ARJEL president keen on pooled poker liquidity
Jean-François Vilotte confirms French regulator advocates changes after admitting dot.fr poker demand "has not exploded".

ARJEL president Jean-François Vilotte has confirmed that the French regulatory authority is open to the possibility of pooling liquidity with other jurisdictions, after demand for a dot.fr online poker market has failed to “explode” as hoped.
Last week’s full-year market figures showed amounts staked in cash poker games down by 5.4% year-on-year (based on like-for-like comparatives), while nine poker licensees handed back their licences over the course of 2012.
Among those to leave the market include 888 and TitanPoker, with the latter also surrendering its sports betting licence in the jurisdiction.
Vilotte said: “Especially for poker, the question of the attractiveness of the offer must be monitored. It is a matter of concern.”
He added that: “ARJEL advocates the opening of the offer of legal new variants of poker and pooling cash poker tables to allow French players to play with foreign players if they play on sites regulated by European authorities with which agreements have been previously passed by ARJEL and implementing regulatory standards at least equivalent.”
While such a process would require amendments to existing regulations, ARJEL has been in communication with a number of other European regulators over the sharing of information.
Last month the French regulator, along with corresponding bodies in Italy, Spain and Portugal, set up an informal association designed to share market data as well as coming together to discuss regulatory standards and address issues around match-fixing in sport.

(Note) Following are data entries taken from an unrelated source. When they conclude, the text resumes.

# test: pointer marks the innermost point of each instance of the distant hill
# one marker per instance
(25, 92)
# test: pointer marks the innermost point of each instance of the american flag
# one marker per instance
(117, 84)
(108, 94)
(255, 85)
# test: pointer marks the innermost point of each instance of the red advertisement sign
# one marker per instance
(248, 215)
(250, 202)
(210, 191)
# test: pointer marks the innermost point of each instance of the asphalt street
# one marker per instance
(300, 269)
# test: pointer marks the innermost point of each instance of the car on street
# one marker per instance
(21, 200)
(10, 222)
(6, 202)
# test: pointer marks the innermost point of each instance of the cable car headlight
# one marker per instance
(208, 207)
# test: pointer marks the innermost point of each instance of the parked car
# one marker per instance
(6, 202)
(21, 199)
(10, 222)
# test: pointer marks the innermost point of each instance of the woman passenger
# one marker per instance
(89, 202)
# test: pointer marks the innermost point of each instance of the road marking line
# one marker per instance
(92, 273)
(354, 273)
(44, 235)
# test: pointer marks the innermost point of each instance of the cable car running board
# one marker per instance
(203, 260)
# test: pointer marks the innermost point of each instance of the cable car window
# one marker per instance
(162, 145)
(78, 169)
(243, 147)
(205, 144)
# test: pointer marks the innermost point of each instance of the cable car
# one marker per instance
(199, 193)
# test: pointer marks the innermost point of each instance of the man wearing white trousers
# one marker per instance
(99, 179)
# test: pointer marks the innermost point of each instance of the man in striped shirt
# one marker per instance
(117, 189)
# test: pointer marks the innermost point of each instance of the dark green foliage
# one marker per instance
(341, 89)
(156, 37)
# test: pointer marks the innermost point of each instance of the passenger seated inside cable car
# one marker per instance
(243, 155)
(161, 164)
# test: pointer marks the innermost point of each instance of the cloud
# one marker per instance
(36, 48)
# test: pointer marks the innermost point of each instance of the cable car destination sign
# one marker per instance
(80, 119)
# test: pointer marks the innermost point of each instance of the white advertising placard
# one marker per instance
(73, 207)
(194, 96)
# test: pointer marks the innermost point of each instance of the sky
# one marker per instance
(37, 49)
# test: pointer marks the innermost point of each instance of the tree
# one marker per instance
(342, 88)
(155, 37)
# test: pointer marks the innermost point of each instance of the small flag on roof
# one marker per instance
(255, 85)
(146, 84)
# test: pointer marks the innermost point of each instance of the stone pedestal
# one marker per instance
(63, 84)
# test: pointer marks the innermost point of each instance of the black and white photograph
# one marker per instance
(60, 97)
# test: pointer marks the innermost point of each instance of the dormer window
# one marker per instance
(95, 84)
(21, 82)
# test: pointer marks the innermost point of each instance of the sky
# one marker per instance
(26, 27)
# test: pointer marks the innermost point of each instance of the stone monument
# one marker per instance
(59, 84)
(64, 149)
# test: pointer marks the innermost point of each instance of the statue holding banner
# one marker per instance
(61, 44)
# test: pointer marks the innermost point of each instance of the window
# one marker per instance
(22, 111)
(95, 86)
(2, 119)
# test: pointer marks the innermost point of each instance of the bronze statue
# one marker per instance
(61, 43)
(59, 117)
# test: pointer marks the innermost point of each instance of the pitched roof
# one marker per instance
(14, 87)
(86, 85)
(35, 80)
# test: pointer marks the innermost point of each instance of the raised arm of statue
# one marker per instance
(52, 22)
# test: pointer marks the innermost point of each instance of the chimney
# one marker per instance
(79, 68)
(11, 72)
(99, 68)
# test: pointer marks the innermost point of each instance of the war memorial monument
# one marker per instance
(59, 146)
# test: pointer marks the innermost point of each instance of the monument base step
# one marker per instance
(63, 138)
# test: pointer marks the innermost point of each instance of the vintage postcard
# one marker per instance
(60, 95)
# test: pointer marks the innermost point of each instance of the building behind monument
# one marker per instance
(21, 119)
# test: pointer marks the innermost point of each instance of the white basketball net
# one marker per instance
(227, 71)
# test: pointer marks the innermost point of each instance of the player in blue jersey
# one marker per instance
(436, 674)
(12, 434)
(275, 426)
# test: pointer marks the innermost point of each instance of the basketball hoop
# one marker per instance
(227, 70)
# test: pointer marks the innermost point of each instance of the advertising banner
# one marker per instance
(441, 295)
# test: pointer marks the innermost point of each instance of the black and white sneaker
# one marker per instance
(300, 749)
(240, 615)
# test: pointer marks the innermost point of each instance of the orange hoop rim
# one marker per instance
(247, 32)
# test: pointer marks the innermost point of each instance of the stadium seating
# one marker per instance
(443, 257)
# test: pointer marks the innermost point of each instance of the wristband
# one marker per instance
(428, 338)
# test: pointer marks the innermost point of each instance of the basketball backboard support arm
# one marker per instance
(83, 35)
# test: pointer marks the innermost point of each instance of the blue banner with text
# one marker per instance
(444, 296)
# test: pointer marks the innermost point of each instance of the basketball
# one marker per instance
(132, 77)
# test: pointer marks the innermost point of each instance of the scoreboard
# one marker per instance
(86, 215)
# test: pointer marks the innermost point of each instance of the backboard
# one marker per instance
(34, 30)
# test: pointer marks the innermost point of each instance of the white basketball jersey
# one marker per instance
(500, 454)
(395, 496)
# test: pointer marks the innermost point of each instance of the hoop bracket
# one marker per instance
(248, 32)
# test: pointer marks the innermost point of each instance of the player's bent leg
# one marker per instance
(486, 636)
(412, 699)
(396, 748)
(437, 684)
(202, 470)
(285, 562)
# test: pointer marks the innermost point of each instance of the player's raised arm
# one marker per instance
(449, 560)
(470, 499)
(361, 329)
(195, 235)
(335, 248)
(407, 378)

The four parties pledged at the time to look at the potential of pooled liquidity, and this is among the topics which will potentially be revisited at the association’s first meeting in Lisbon in the first half of this year. Vilotte also confirmed that German regulatory authorities had been invited to communicate with the quartet.
Since the publication of the French market figures, eGaming Review has also learned that a number of Spanish poker operators are preparing to return their licences after just six months, having become concerned by the lack of liquidity on dot.es networks.
Elsewhere in his statement, Vilotte addressed last year’s EC action plan on online gambling, which pointed the way towards a clampdown on regimes not compliant with EU law, and said: “Pending convergence at EU level to a high level of regulation, national regulations have their place and should be usefully complemented by bilateral agreements, binding on States having compatible goals in protecting their home markets.”